Covariance Using Expected values

[Biju George]

Got a basic question on the sample question Provided in Miler Chapter-3

Sample Question:
X is a random variable. X has an equal probability of being −1, 0, or +1.
What is the correlation between X and Y if Y = X2?

The above is solved using the Expected values .

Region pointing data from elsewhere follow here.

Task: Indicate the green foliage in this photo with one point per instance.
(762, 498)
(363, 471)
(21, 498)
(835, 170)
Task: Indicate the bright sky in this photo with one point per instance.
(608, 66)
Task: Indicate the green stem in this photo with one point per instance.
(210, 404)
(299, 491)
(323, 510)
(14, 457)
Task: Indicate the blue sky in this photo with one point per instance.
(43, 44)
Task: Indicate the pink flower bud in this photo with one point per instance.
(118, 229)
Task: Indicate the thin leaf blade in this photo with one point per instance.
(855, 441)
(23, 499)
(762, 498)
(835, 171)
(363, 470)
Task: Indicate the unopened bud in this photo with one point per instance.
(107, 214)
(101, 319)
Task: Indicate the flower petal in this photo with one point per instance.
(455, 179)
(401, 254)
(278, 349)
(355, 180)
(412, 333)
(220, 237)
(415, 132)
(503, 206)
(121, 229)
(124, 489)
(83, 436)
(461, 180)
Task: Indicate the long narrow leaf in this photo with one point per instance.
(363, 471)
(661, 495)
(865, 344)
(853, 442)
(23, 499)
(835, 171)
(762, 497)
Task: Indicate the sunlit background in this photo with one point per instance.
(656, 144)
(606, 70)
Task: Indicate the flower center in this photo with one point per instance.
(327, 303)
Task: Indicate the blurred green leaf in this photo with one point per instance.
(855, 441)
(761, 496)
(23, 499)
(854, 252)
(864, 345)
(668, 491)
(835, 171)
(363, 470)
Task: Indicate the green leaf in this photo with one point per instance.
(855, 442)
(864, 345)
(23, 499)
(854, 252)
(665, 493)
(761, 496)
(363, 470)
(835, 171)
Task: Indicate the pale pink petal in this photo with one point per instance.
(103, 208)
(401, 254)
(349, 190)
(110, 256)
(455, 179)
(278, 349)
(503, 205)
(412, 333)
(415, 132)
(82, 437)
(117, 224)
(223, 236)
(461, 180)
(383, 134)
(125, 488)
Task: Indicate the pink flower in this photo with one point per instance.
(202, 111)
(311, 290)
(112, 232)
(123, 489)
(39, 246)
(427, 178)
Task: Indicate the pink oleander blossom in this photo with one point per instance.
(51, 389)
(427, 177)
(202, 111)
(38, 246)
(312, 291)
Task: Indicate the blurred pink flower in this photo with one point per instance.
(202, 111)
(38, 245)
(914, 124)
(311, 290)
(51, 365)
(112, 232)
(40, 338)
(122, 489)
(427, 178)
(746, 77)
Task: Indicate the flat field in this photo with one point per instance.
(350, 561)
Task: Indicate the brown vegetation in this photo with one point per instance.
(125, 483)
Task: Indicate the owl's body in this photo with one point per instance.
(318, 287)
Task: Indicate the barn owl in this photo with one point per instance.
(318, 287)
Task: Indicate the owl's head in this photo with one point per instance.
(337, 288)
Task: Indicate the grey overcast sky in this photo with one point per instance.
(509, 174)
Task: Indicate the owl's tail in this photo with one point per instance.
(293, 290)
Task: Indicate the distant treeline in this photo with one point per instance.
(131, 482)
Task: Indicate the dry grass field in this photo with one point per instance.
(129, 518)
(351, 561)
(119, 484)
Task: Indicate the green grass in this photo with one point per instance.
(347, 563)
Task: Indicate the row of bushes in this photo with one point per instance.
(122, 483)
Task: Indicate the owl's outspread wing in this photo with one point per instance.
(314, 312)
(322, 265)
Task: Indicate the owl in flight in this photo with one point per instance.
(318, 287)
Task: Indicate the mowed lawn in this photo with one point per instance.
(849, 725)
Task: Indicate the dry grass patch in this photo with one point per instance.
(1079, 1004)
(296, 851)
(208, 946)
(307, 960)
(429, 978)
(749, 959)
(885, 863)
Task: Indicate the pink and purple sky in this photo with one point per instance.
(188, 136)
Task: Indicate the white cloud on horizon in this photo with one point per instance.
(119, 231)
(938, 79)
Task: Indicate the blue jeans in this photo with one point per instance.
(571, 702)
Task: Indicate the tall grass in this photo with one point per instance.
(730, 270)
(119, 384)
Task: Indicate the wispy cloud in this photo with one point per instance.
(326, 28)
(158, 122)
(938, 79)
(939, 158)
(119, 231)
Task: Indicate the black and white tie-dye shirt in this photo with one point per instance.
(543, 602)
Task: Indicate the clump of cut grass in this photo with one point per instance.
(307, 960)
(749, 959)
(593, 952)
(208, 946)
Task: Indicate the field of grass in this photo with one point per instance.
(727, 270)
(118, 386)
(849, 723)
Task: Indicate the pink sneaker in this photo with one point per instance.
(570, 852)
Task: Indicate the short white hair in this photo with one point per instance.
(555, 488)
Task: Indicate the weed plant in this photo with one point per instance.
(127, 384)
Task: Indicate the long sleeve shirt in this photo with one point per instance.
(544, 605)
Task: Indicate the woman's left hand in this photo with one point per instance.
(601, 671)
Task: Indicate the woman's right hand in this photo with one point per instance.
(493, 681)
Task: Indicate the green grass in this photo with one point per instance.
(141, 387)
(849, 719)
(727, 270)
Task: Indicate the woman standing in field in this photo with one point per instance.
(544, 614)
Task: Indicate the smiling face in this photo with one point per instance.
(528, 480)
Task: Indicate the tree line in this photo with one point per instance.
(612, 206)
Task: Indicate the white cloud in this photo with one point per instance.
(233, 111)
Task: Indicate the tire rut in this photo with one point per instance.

My question : Why this is not solved using the normal formula for
covariance cov(xy)=Sum ((x- mean x) (y- mean y)/n
the answer would have been different in that case ?

Thanks

 

[Arka Bose]

the answer will be the same

 

[ShaktiRathore]

covariance cov(xy)=Sum ((x- mean x) (y- mean y)/n =Sum(xy-mean y.x-mean x.y+mean x.mean y)/n=Sum(xy-E(y).x-E(x).y+E(x).E(y)) /n=E(xy)-2E(x)E(y)+E(x)E(y)=E(xy)-E(x)E(y)
Thanks

 

[David Harper CFA FRM]

@RiskGuy Miller just distributes the (1/3), so he actually already is using your formula; e.g., mean(x) = 0 and mean(y) = 2/3. The other way to approach this, which I think is easier, is per @ShaktiRathore solution: just use cov(x,y) = E(xy) - E(x)E(y). As x*y = (-1,0,1), we have: E(X) = 0, E(Y) = 2/3 and E(XY) =0 such that cov(XY) = E(XY) - E(X)E(Y) = 0 - (2/3)*0 = 0.